Before I share my numbers, let me share a little info about me and my business:
- Joined the Amazon FBA program on April 30, 2014 with no online selling experience and while working six days a week at a regular job.
- In August 2015, went part-time at my job. Since then, I divide my time between Amazon FBA, my blog, caring for my mom and working one or two days a week at my job.
- I run my Amazon FBA business 100% on my own. My husband doesn’t help and I don’t have a VA or employees.
- For 4th Quarter, my average time sourcing was 10 hours a week and another 10 hours a week to list, prep, ship and do bookkeeping.
- My primary focus was toys in October and November. On November 28 and in December, I bought shoes in addition to toys.
- All sourcing was either through retail or online arbitrage. However, the majority was retail arbitrage.
- I pay for all inventory with a credit card and pay off the balance each month.
- I started doing Profit First in August and since then, I transfer a % of every Amazon Disbursement into my business savings account for future expenses (profit check, emergency fund, my paycheck and taxes).
I shared the above information with you because I don’t believe that just giving you my sales number or paycheck amount will do a whole lot of good.
Actual Numbers from Dec 9 to Dec 23
Below is a screenshot from my Seller Central account:
Deducting Out the COGS to Calculate My “New Money”
Every two weeks, I deduct my COGS from my disbursement amount. I get the COGS from InventoryLab by exporting my FBA Sales numbers into Excel and then eliminating the rows that aren’t included in the Amazon Disbursement period. The next step is to have Excel give me a total for the “Buy Cost” column.
For this period, my COGS is $1519.04 and I’m left with $1039.94 in new money:
As you can see, my numbers don’t exactly fall into the 3x Rule. Amazon Fees are less and COGS are more than 1/3 of my selling price.
Different Options for the New Money
At this point, what happens with any new money you receive is up to you:
- Put the full amount back into your business for new inventory and expenses. *This is what I used to do
- Put random amounts into your business and household accounts.

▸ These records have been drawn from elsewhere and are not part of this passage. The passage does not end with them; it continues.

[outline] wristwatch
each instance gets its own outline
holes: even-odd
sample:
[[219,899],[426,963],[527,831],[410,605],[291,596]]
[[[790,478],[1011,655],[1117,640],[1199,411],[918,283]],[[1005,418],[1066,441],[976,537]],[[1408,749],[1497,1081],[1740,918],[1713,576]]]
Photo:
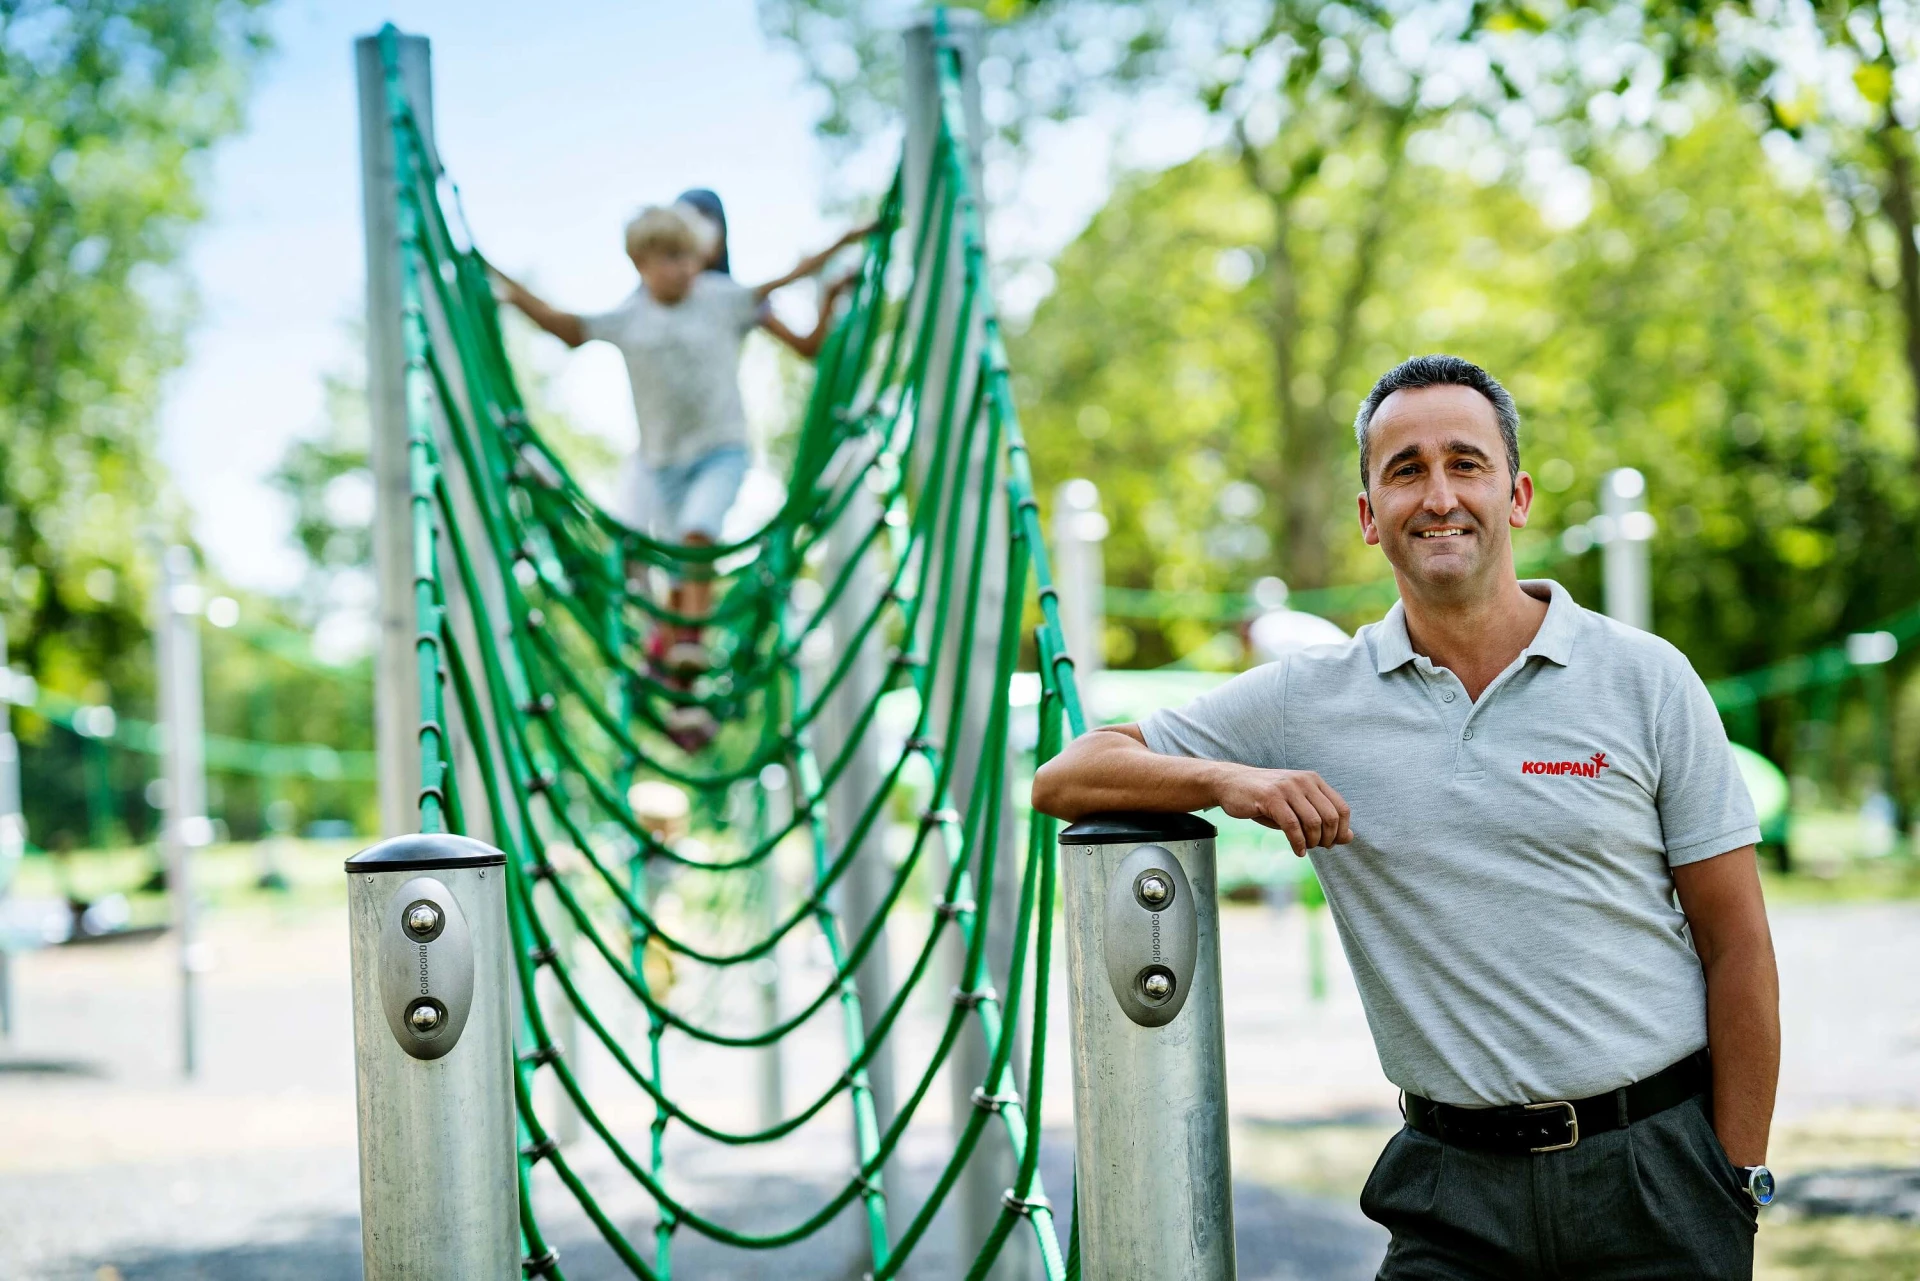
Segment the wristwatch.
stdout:
[[1764,1165],[1736,1165],[1742,1180],[1746,1183],[1747,1195],[1755,1205],[1767,1205],[1773,1200],[1773,1171]]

- Allocate the money based on percentages into different accounts. *This is what I do now
My Plan for the $1039.94
Again, it’s your decision as to what you do with your money. Some of you may not take a paycheck and some of you may take a large one. But this is what I’m going to do:
- Amazon is depositing $2558.98 into my checking account.
- My COGS is $1519.04. From this, I need to pay off my credit card balance of $1327.80. This leaves me with $191.24 to keep in my business checking account for new inventory purchases and expenses.

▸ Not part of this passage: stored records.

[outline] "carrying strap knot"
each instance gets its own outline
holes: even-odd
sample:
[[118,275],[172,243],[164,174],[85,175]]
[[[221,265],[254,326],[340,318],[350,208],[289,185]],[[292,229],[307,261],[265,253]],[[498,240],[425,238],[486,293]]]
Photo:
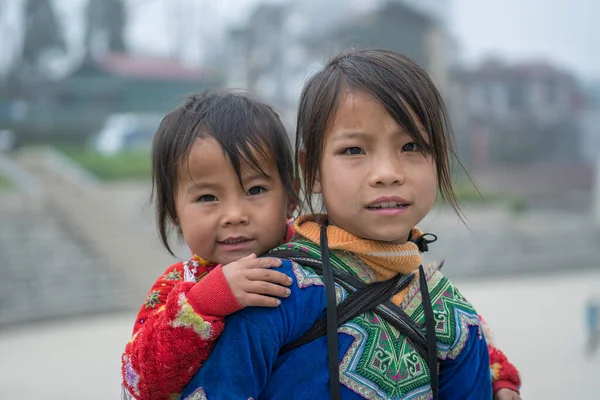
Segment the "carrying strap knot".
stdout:
[[429,244],[437,241],[437,239],[438,237],[433,233],[424,233],[413,240],[413,242],[417,245],[421,253],[425,253],[429,251]]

Then, allocate the $1039.94 into different accounts:
Though I’m not paying myself today, I allocated $363.98 towards my future paycheck. This is roughly 10% of my sales figure.
As the $363.98 is for a 2-week period, it calculates to $181.99 in weekly pay ($363.98/2 = $181.99).
I am short of my $750 weekly goal. To get there, I need to improve my ROI %, get sales up and/or allocate a smaller amount to my other funds.
I hope this makes sense to you and clears up how I came up with the $6429 sales figure in my last post.